| quaalude 2005-10-29, 11:18 am |
| 'NO PROBLEM; WE'RE FIXING IT\" JANUARY 25, 2004. The release and
article below illustrate a common practice at NIH, the US-government
research facility that is the largest lab/bureaucracy in the world.
NIH execs receive monies from drug companies on the sly; NIH funds
very, very expensive studies of drugs made by these companies, thereby
saving the companies millions of dollars; the volunteers (human guinea
pigs) in these NIH studies have no idea they are part of a program in
which the controlling NIH execs have a conflict of interest which would
predispose NIH toward a favorable judgment about the safety and
efficacy of the drugs.
It's a grim picture and a RICO crime in progress. No one in the
federal government seems to care about the criminal aspect. The PR
assumption being floated is that, yes, \"mistakes have been made,\" but
the corrections are being applied.
No president, no White House ever really cares about these matters.
Everything is swept under the rug.
ALLIANCE FOR HUMAN RESEARCH PROTECTION (AHRP)
Promoting Openness and Full Disclosure
www.ahrp.org
FYI
The Associated Press has uncovered evidence of scientists and
administrators at the National Institutes of Health flagrantly
disregarding ethical and legal requirements of financial disclosure:
"In all, 916 current and former NIH researchers are receiving royalty
payments for drugs and other inventions they developed while working
for the government."
According to records obtained by the AP, among the 51 NIH scientists
currently involved in testing products for which they secretly receive
royalties, are Dr. Anthony Fauci, Director of the National Institute of
Allergy and Infectious Diseases and his deputy, Dr. H. Clifford Lane
who "have received tens of thousands of dollars in royalties for an
experimental AIDS treatment they invented [interleukin-2]. At the same
time, their office has spent millions in tax dollars to test the
treatment on patients across the globe."
According to the AP, the government has licensed the commercial rights
to interleukin-2 to Chiron Corp: "Fauci's division subsequently has
spent $36 million in taxpayer money testing the treatment on patients
in one experiment alone. Known as the Esprit experiment, it is one of
the largest AIDS research projects in NIH history, testing
interleukin-2 on patients at more than 200 sites in 18 countries over
the last five years."
Five years ago Donna Shalala, then Secretary of the Health and Human
Services, issued federal requirements (2000) of financial disclosure
requiring NIH scientists to disclose their financial interest in
experimental treatments on informed consent documents reviewed by
patients being recruited as test subjects. According to the Associated
Press, NIH administrators did not even consider implementing the 5 year
old federal requirement until AP filed a Freedom of Information request
last week: \"Quite frankly, we should have done it more quickly..."

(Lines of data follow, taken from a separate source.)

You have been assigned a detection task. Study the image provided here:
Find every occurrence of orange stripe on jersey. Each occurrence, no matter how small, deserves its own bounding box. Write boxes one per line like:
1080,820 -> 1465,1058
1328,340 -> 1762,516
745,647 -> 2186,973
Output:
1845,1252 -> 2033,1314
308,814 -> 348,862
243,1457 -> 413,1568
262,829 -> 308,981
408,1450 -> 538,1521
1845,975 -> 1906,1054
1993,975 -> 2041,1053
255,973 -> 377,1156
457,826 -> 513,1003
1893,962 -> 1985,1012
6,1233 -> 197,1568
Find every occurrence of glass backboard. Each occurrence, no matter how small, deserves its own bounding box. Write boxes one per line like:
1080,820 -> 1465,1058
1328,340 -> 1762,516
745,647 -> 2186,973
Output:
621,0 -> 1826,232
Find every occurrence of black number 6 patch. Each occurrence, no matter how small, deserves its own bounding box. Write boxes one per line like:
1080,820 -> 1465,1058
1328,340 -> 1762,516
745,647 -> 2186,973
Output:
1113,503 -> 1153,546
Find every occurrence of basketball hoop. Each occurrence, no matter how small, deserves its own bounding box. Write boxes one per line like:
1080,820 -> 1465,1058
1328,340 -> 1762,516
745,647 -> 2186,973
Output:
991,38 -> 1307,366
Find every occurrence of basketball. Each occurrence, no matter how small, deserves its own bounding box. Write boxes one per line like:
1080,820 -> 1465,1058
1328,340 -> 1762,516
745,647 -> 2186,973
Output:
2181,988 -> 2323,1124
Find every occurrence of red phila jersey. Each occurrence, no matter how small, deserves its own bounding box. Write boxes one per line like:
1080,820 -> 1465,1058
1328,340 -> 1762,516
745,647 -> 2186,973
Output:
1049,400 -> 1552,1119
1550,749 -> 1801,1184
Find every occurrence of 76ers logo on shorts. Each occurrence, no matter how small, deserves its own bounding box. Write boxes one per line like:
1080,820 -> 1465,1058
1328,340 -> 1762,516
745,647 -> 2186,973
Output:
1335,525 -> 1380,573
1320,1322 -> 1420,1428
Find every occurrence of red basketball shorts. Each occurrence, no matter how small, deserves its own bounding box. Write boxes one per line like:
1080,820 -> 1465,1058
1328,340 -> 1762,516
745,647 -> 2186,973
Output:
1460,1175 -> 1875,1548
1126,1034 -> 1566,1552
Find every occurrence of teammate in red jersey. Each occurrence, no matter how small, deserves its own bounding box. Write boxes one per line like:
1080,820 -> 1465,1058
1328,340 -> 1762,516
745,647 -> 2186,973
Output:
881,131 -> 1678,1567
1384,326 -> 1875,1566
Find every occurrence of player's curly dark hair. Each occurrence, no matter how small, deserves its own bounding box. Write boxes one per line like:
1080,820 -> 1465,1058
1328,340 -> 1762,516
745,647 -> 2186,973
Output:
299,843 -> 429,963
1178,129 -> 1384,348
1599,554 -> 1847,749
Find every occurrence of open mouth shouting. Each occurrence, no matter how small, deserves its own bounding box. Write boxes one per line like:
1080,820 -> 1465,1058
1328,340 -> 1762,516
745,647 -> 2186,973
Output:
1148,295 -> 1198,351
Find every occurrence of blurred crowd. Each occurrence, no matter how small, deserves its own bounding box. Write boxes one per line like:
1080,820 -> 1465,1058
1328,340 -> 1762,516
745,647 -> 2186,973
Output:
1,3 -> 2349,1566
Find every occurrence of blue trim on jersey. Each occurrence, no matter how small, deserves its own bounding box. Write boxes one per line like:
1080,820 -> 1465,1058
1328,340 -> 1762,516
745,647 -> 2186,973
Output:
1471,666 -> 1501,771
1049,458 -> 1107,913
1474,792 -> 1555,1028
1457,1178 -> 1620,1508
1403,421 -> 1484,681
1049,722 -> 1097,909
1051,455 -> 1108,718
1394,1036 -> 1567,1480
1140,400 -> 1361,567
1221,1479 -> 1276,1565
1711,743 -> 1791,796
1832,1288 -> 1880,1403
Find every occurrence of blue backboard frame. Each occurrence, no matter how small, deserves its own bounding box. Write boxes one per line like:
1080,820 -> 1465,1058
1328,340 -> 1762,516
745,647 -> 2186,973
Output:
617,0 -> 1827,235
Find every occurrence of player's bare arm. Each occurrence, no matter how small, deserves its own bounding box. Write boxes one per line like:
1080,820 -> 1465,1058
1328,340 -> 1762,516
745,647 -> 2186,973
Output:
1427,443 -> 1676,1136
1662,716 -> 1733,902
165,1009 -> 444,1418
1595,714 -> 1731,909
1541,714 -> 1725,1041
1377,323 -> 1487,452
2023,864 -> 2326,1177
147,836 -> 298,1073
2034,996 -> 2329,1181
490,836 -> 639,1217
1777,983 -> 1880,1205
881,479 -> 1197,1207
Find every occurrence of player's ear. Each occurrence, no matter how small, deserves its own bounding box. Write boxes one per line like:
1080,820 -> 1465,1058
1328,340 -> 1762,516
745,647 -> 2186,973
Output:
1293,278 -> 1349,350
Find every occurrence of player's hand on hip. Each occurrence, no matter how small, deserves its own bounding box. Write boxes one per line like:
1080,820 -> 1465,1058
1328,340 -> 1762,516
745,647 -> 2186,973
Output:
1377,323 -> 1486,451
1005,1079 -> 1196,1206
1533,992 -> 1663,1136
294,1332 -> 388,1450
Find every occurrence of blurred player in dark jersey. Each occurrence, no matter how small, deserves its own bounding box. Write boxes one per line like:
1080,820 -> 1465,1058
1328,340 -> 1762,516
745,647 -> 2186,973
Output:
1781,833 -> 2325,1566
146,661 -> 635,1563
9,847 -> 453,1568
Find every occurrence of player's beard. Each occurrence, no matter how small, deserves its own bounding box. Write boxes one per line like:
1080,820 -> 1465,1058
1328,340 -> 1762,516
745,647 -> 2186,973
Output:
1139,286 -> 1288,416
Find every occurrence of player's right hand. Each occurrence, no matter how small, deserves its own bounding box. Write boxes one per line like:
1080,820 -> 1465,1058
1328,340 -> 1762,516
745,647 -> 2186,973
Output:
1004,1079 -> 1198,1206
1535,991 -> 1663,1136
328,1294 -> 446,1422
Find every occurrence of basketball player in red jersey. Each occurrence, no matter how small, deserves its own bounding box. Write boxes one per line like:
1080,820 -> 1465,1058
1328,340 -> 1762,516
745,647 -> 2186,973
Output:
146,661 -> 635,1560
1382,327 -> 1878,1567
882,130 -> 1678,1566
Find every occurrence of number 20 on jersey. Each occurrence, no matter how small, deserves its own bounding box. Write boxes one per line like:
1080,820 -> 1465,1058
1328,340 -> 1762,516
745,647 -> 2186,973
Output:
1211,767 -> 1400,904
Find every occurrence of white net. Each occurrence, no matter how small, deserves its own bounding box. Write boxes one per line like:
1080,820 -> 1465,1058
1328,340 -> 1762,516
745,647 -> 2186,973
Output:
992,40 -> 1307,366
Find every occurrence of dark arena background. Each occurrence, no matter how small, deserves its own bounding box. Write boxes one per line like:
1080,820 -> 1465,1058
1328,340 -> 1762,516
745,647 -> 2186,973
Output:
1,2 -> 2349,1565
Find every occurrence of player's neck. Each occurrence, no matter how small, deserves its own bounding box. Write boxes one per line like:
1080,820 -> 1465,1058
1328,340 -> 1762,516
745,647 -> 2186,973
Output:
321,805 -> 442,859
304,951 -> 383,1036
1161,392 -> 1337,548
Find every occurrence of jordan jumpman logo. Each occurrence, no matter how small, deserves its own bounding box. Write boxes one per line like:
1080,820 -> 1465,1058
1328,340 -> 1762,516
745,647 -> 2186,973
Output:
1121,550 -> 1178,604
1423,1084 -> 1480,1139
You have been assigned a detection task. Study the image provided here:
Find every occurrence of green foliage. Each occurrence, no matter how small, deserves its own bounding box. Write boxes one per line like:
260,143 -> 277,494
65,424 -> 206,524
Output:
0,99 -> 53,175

Scientists at the nation's premier research centers who violate
ethical and legal requirements and use underhanded recruitment tactics,
pose a very real and present threat to public safety: "hundreds,
perhaps thousands, of patients in NIH experiments made decisions to
participate in experiments that often carry risks without full
knowledge about the researchers' financial interests."
The scope of ethical / legal violations and corrupt human recruitment
practices by researchers at America's premier medical research
institutions is reaching the proportions of a tzunami. Self-regulation
and peer review have proven about as reliable at ensuring ethical and
scientific integrity as expecting the Mafia to vouch for the honesty of
one of its own...
It will take more than pledges and promises by the director of NIH-it
will take more than TALK about "transparency" to restore moral
integrity. It will take a law accompanied by specified penalties to fit
the crime-like the Sarbanes Oxley law. And most important, it will
take an external enforcement mechanism to keep scientists honest. Say,
a "corrupt science practice" division at the Department of Justice.
It will also require effective whistleblower protection laws.